Plants contain various chemicals that may deter, or at least reduce their suitability to, some herbivores. These are the secondary plant compounds (noxious phytochemicals, or allelochemicals). Depending on plant species, such chemicals may be present in the foliage at all times, only in some plant parts, or only in some parts during particular stages of ontogeny, such as during the growth period of new leaves. Such constitutive defenses provide the plant with continuous protection, at least against non-adapted phytophagous insects. If defense is costly (in energetic terms) and if insect damage is intermittent, plants would benefit from being able to turn on their defenses only when insect feeding occurs. There is good experimental evidence that, in some plants, damage to the foliage induces chemical changes in the existing or future leaves, which adversely affect insects. This phenomenon is called induced defense if the induced chemical response benefits the plant. However, sometimes the induced chemical changes may lead to greater foliage consumption by lowering food quality for herbivores, which thus eat more to obtain the necessary nutrients.

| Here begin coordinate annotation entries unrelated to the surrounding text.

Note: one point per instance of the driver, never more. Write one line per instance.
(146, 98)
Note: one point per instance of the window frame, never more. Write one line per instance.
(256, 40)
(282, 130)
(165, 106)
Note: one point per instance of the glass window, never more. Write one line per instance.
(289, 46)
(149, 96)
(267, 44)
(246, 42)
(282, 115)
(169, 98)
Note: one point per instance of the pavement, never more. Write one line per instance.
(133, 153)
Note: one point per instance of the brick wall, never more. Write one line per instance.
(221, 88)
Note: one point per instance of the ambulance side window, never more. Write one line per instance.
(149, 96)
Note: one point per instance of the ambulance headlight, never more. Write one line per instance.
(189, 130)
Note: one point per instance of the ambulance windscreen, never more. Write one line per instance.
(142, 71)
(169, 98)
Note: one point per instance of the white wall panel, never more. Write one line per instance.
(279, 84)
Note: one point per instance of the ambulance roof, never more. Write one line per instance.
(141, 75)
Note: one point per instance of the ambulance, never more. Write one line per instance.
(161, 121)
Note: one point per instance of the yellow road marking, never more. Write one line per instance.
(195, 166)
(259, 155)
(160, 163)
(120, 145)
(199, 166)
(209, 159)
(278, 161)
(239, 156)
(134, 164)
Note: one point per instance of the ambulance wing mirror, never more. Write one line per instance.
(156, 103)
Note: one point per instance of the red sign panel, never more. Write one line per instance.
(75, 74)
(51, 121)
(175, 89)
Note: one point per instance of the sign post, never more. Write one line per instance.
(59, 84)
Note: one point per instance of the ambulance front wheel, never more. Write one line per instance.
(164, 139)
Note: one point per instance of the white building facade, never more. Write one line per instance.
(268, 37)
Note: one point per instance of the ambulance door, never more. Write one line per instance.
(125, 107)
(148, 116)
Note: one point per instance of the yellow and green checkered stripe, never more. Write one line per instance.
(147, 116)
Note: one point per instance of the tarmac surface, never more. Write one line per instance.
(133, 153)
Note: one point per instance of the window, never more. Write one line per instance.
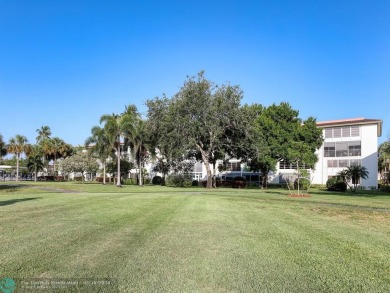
(355, 162)
(337, 132)
(355, 148)
(346, 131)
(236, 166)
(341, 149)
(328, 133)
(355, 130)
(343, 163)
(329, 149)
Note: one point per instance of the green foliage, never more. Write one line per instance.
(80, 162)
(157, 180)
(276, 133)
(304, 183)
(384, 188)
(335, 184)
(125, 167)
(201, 117)
(178, 180)
(354, 173)
(3, 149)
(130, 181)
(384, 162)
(117, 127)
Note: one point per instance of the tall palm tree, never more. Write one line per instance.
(43, 133)
(118, 126)
(34, 161)
(140, 144)
(384, 161)
(18, 145)
(99, 144)
(3, 149)
(55, 148)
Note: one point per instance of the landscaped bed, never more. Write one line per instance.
(158, 239)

Both short-term (or rapidly induced) and long-term (or delayed) chemical changes have been observed in plants as responses to herbivory. For example, proteinase-inhibitor proteins are produced rapidly by some plants in response to wounds caused by chewing insects. These proteins can significantly reduce the palatability of the plant to some insects. In other plants, the production of phenolic compounds may be increased, either for short or prolonged periods, within the wounded plant part or sometimes the whole plant.

Alternatively, the longer-term carbon—nutrient balance may be altered to the detriment of herbivores.

Such induced chemical changes have been demonstrated for some but not all studied plants. Even when they occur, their function(s) may not be easy to demonstrate, especially as herbivore feeding is not always deterred. Sometimes induced chemicals may benefit the plant indirectly, not by reducing herbivory but by attracting natural enemies of the insect herbivores (section 4.3.3). Moreover, the results of studies on induced responses may be difficult to interpret because of large variation in foliage quality between and within individual plants, as well as the complication that minor variations in the nature of the damage can lead to different outcomes. In addition, insect herbivore populations in the field are regulated by an array of factors and the effects of plant chemistry may be ameliorated or exacerbated depending on other conditions.

An even more difficult area of study involves what the popular literature refers to as “talking trees”, to describe the controversial phenomenon of damaged plants releasing signals (volatile chemicals) that elicit increased resistance to herbivory in undamaged neighbors. Whether such interplant communication is important in nature is unclear but within-plant responses to her- bivory certainly can occur at some distance from the site of insect damage, as a result of intraplant chemical signals. The nature and control of these systemic signals have been little studied in relation to herbivory and yet manipulation of such chemicals may provide new opportunities for increasing plant resistance to herbivorous insect pests.